The two cities have grown together and we couldn’t tell when we left Dubai and entered Sharjah except that our guide Chamenda pointed it out. On our tour we drove past a huge mosque called the King Faisal Mosque, named for the Saudi monarch. At the mosque’s dedication in 1985 it was the largest in the UAE, and Sharjah was the more modern, developed emirate dominating tourism with the main international airport.
But during his speech at the dedication King Faisal called upon Sharjah to ban alcohol in adherence to Islamic law. Whether out of respect for the king, or for the power of his argument, the emir of Sharjah complied immediately. And the rest is history, as they say. Tourism moved swiftly to Dubai along with development, and Dubai’s emir seized the opportunity and never looked back.
Dubai is now a center of commerce, finance, trade as well as tourism, awash in modern high rises — including the world’s tallest, posh resorts, luxury expatriate communities and a new and very busy international airport.
Sharjah has become something of a bedroom community for foreign nationals of modest means who work in Dubai as the rents are half, or less, of Dubai’s. Sharjah’s reputation as a conservative, traditional society may attract some devout Muslims as residents or investors, and the emirate has decided to focus on history and tradition as a means to try and rejuvenate tourism. Thus, our tour was called the “Heritage Tour” and focused on Sharjah’s modern public buildings in traditional style and on preservation and restoration of historic buildings and districts.
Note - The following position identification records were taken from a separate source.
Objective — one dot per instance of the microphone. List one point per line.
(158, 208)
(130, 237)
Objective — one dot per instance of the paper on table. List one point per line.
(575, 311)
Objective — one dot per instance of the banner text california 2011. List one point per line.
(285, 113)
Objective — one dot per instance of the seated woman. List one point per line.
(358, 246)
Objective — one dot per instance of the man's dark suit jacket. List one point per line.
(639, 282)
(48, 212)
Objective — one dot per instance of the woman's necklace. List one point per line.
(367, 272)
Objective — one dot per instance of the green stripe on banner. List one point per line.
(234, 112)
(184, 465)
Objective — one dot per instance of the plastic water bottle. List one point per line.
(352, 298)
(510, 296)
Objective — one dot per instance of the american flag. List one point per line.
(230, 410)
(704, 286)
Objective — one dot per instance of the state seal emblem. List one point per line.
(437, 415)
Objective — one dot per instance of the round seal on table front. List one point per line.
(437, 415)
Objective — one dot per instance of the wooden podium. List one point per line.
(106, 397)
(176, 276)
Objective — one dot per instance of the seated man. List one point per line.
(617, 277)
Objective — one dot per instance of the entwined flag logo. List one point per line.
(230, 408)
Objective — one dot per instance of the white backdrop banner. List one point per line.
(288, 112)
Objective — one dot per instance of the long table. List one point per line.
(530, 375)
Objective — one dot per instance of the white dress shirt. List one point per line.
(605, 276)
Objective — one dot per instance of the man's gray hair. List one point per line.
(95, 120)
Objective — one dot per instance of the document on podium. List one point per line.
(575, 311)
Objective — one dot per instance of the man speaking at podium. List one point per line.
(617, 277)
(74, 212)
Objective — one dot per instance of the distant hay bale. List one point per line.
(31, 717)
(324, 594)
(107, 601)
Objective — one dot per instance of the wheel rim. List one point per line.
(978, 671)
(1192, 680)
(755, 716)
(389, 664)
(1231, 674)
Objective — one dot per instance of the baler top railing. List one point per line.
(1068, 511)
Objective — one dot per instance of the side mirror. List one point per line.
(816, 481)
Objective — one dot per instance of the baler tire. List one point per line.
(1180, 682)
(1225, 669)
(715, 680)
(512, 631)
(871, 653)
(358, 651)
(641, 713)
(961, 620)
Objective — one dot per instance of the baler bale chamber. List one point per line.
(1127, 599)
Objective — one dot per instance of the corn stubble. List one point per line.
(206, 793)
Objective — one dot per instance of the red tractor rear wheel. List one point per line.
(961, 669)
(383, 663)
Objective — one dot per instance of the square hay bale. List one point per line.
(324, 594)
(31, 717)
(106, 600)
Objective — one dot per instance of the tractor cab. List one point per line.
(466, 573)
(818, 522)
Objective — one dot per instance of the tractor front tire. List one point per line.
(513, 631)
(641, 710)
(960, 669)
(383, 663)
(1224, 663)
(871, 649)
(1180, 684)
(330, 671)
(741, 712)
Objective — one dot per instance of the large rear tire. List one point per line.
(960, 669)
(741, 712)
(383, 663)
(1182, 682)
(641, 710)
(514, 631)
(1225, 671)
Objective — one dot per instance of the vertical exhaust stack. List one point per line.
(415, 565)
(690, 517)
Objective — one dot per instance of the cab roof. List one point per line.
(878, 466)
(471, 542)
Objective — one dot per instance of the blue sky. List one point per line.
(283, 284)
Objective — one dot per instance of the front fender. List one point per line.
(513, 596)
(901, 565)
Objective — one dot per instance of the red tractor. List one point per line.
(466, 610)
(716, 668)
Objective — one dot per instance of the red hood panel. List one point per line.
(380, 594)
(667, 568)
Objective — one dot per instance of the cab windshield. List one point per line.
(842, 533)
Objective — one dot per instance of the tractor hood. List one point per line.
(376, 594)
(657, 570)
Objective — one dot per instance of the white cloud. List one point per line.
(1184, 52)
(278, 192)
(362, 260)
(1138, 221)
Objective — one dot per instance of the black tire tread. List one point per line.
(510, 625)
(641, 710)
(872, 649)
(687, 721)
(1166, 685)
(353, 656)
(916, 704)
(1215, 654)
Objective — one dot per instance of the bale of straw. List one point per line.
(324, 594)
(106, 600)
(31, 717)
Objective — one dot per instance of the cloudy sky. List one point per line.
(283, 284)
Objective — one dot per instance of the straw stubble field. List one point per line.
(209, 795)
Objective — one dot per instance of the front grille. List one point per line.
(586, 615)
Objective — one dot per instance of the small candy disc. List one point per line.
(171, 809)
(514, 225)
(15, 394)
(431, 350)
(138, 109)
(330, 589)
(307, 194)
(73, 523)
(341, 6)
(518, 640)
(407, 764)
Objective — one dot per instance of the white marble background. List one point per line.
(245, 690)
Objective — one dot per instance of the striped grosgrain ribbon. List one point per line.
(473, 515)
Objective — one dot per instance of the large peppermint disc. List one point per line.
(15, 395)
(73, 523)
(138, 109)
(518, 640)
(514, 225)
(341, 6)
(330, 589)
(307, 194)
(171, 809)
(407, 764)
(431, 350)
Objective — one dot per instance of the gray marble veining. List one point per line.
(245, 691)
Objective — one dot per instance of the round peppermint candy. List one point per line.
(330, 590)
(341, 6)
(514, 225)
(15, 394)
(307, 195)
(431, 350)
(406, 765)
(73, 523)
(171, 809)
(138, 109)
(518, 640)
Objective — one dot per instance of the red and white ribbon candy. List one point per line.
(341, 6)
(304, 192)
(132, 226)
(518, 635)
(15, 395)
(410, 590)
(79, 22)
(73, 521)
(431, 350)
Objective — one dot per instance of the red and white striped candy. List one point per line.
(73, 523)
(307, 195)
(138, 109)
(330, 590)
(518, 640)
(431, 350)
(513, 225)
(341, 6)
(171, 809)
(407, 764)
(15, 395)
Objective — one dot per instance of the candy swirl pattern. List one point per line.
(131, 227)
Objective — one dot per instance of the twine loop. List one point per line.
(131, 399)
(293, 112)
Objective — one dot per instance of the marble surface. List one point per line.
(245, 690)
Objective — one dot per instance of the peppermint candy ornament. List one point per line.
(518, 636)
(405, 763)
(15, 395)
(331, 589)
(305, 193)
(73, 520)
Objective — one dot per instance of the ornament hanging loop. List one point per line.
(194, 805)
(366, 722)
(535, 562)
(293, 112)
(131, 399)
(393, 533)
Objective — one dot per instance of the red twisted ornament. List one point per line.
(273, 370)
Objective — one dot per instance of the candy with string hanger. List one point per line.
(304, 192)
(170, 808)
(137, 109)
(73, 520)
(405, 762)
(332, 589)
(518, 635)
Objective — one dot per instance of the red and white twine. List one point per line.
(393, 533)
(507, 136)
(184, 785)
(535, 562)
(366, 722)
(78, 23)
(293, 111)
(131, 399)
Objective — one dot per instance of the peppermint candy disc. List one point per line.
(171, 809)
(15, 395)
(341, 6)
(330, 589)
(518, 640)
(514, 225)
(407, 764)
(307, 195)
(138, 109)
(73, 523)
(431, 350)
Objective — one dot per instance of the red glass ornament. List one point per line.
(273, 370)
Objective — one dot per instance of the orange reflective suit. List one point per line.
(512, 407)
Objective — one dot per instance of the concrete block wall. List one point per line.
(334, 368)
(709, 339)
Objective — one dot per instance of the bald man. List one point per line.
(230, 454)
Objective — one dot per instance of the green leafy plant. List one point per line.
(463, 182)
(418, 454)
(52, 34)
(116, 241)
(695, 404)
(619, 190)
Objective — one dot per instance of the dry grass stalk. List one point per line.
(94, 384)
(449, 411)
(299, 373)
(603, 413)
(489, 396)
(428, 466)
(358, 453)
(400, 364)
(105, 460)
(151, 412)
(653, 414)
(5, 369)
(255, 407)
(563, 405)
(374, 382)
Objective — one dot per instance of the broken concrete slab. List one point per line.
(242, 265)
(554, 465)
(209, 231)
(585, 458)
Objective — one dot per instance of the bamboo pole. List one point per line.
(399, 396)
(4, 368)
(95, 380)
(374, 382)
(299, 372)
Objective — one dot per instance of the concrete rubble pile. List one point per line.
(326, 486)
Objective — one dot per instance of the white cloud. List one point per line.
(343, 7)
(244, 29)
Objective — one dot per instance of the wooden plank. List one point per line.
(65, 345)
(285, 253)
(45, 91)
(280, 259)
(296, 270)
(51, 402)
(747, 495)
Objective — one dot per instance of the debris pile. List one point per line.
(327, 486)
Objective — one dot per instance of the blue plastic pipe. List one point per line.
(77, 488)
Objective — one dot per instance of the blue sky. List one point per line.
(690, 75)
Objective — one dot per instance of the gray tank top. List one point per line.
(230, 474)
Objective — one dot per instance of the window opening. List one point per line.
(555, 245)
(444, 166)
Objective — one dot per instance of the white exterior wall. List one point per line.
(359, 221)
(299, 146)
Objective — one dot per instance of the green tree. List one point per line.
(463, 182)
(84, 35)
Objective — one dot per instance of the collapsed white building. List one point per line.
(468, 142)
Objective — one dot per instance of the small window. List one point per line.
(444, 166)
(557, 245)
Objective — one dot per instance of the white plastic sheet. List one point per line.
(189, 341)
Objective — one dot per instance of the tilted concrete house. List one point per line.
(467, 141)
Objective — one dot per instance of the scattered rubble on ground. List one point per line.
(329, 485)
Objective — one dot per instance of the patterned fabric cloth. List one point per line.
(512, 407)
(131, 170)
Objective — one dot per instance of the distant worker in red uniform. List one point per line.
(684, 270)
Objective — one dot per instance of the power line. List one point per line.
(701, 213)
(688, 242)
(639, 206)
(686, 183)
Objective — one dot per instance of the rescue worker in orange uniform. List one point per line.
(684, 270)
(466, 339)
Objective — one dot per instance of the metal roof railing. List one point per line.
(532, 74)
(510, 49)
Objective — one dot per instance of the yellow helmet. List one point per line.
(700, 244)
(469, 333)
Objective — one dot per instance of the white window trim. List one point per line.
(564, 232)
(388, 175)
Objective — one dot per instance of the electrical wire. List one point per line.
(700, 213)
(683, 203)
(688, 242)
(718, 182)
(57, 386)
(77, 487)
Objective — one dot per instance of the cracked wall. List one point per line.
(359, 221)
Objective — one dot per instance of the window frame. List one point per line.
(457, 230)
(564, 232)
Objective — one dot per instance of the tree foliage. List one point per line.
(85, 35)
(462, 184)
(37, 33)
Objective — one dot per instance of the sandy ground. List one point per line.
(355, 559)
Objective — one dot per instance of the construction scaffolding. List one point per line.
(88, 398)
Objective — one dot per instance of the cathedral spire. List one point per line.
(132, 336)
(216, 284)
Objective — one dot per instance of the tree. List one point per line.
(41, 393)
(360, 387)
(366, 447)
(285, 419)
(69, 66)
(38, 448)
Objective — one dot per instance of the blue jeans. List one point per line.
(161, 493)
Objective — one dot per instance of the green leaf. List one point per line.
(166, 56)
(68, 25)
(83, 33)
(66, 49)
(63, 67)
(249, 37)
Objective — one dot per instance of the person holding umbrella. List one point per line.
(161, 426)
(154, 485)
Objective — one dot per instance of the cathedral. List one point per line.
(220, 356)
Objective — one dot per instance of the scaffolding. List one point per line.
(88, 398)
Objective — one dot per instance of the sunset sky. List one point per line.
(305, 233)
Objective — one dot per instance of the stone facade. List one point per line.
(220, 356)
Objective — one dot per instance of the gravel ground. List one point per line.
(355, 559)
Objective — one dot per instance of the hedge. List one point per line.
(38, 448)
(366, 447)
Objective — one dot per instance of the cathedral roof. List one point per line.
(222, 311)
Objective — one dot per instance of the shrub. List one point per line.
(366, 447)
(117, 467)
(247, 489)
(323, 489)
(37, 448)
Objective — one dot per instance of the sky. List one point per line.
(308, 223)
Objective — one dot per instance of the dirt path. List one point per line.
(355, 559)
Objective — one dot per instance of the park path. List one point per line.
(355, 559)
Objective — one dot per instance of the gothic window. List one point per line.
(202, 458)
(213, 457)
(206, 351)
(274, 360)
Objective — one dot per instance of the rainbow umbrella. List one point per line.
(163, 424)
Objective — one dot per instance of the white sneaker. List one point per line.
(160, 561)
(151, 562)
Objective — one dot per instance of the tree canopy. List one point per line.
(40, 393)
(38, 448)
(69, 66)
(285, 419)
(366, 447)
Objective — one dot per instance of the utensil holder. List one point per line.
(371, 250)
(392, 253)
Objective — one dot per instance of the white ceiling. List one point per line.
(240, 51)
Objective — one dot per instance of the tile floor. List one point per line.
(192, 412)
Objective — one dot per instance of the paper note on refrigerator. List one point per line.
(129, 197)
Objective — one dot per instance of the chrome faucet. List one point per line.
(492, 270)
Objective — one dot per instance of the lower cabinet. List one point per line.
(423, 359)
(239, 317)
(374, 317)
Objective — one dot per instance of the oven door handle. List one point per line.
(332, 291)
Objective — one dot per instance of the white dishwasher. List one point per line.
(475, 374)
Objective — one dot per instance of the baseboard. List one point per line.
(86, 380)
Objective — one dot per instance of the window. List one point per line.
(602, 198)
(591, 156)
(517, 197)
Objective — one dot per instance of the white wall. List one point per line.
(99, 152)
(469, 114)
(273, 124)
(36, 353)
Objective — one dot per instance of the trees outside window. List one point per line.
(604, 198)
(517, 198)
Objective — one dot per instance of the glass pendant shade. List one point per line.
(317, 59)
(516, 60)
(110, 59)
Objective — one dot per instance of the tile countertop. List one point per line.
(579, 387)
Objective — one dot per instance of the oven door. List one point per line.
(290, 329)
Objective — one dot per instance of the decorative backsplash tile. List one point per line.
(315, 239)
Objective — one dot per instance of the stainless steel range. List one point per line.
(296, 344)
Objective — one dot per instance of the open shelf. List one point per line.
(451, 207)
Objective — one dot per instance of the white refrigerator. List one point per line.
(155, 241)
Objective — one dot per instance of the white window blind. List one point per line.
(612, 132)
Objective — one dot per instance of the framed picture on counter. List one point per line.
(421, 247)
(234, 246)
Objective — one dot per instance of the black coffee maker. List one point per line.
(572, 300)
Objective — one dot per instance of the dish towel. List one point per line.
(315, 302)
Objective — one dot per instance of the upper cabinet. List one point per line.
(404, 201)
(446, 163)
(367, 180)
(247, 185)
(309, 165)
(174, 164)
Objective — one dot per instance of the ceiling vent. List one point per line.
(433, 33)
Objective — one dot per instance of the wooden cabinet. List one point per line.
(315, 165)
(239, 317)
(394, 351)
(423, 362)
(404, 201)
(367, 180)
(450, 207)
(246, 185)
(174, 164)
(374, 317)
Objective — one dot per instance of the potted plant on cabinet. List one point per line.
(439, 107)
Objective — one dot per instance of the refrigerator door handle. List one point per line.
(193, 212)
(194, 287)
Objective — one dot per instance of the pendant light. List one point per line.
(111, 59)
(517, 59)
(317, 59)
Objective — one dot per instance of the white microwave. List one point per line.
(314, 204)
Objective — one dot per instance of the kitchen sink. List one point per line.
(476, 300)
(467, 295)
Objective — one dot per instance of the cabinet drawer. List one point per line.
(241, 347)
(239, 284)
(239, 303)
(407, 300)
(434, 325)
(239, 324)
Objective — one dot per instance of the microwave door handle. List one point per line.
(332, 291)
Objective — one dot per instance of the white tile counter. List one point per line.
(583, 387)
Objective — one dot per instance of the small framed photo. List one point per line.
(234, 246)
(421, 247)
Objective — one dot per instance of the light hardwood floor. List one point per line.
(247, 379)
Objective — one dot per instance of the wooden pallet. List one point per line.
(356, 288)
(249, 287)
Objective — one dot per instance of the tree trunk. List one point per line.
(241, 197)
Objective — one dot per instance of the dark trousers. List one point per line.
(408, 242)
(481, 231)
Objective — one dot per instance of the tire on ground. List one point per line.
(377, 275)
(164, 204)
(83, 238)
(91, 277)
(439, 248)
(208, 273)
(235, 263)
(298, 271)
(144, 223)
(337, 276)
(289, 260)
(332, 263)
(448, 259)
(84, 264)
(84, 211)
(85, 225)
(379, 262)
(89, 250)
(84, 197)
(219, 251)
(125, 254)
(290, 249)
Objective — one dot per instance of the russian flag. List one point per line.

A photo stop at Quran Roundabout revealed the former, including an attractive public library and a government ministry in what might be called neo-Islamic style arrayed around a busy circular road that in turn wrapped around a large metal sculpture of the Muslim holy book. Near the old Dhow harbor crowded with the traditional Arab vessels, we stopped for a look around the Heritage Area, a district of mostly 19th and early 20th century houses built of coral stone.
Chamenda told us the homes were largely occupied by Iranian merchants back when Sharjah’s principle export was pearls. The homes’ thick walls and tall ceilings provided some relief from the intense heat, and distinctive “wind towers” were designed to capture the breeze and funnel it into the home. Windowless or high-windowed exteriors and walled courtyards assured privacy, especially of un-veiled women. Generally, only family members were invited in.
In the visitor center, called the Discovery Center, Ahmed pointed out old photos of the district and then explained the ongoing construction and renovation work and showed us plans for the near future that would culminate in the demolition of some high rise buildings to help recreate the former ambience of the neighborhood.
It might seem as though Dubai is racing into the 21st century while Sharjah is heading in the opposite direction. Not really, just a different version of the present.